Nella prova letteraria di Chiara Ingrao potrebbero rilevarsi aspetti tali da rendere questo romanzo interessante e fruibile, sul piano didattico? Certamente sì. Mentre leggevo e cercavo di comprendere il complesso intreccio proprio del romanzo risuonavano in me echi di letture che mi hanno toccato profondamente. In particolare, una voce antica ma estremamente affascinante, quella di Eraclito, per cui la guerra non rappresenta che una delle infinite forme del divenire che caratterizza ogni forma di esistenza, è intrinseca alla Storia e alla vita stessa della Natura:

Pólemos è padre di tutte le cose, di tutte re; e gli uni disvela come dèi e gli altri come uomini, gli uni fa schiavi gli altri liberi. [53 Diels-Kranz] [1]

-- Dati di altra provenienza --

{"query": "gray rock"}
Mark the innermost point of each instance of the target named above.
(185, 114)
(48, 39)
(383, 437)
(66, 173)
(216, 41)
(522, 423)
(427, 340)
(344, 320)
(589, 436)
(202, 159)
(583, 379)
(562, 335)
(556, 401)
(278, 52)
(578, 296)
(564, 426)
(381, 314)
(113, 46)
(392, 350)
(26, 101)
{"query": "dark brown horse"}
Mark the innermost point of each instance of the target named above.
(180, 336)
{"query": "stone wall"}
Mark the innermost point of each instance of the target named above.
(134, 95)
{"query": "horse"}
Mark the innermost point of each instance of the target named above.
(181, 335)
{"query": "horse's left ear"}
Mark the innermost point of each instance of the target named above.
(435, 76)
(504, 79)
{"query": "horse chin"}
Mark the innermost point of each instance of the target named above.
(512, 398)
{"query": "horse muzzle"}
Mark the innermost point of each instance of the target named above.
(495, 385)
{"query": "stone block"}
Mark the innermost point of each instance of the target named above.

La forza provocatoria di testi come quelli qui evocati può risultare preziosa, a mio avviso, per indurre gli studenti e le studentesse ad affrontare il lato oscuro che si annida nell’identità di ciascuno di noi. Non è poi da sottovalutare il richiamo al peso attuale delle guerre etniche, capaci di incrinare la tenuta stessa dell’Europa. La bella postfazione del libro da parte di Raffaella Chiodo Karpinsky ci indica proprio questo “filo rosso” rappresentato dalla guerra nella ex Jugoslavia, quella russo-ucraina e israelo-palestinese, a cui si aggiungono altri scontri in atto sul piano globale.

Di fronte all’ “escalation” di conflitti a cui stiamo assistendo sarebbe necessario intensificare la ricerca didattica per costruire percorsi di Storia capaci di aiutare gli studenti e le studentesse a comprendere/interpretare gli eventi attuali.

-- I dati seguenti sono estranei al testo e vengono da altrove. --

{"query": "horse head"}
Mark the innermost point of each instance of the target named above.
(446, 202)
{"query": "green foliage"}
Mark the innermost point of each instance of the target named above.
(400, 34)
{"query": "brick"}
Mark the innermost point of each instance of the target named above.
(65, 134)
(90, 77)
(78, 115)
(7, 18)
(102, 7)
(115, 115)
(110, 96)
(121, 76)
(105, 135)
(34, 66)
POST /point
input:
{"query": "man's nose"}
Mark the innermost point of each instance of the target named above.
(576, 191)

Ciò si rende necessario anche per scoraggiare la reazione più diffusa alle tragedie oggi ampiamente documentate dai media: mi riferisco al meccanismo di rimozione che scatta di fronte alle implicazioni più terribili e dolorose della guerra. La diffusione generalizzata della fotografia e delle riprese filmate che testimoniano quotidianamente i suoi effetti devastanti tende produrre assuefazione. La fruizione “neutra” e acritica di questi materiali, così come delle ricostruzioni o reportage giornalistici presenti nei media non favorisce di per sé una presa di coscienza delle questioni che caratterizzano la contemporaneità.  Solo l’accompagnare gli studenti e le studentesse, a seconda della loro età e possibilità, a un approccio riflessivo e problematico, produce effetti positivi e alimenta il senso di cittadinanza.
In tale direzione, una forma di narrazione come quella caratterizzante il romanzo qui analizzato può essere d’aiuto, per costruire percorsi efficaci. Abbiamo da tempo messo in dubbio l’esistenza della verità storica oggettiva e constatato la scarsa efficacia del metodo positivistico, così come rilevato la necessità di rivedere dalle fondamenta l’impostazione storicistica nell’insegnamento della Storia e della Filosofia. Consapevoli di questo, è urgente che i docenti sperimentino un approccio didattico che, al fine di privilegiare la capacità di problematizzare, faccia ricorso a strumenti linguistici diversificati, dando spazio anche a quello letterario e iconico-visivo nell’insegnamento della Storia. Integrare didatticamente l’uso la saggistica e le fonti storiche con altri materiali e strumenti sembra una strada da percorrere. Una strada produttiva, innovativa, che è sicuramente già avviata, ma da proseguire con coraggio e fantasia.

 

Note

1. Da  Eraclito, "Frammenti del Περι φυσεως (Sulla natura)", traduzione italiana, Universo filosofico.

Chiara Ingrao,

Il resto è silenzio
 

Baldini+Castoldi, 2023, 
pagg. 192, 18 euro. 

Scrive...

Annalisa Marcantonio Ha insegnato Filosofia e Storia nei Licei; fa parte del direttivo del CIDI di Pescara e partecipa alle iniziative di formazione della Società Filosofica Italiana (SFI), sezione di Francavilla al Mare; redattrice di Insegnare.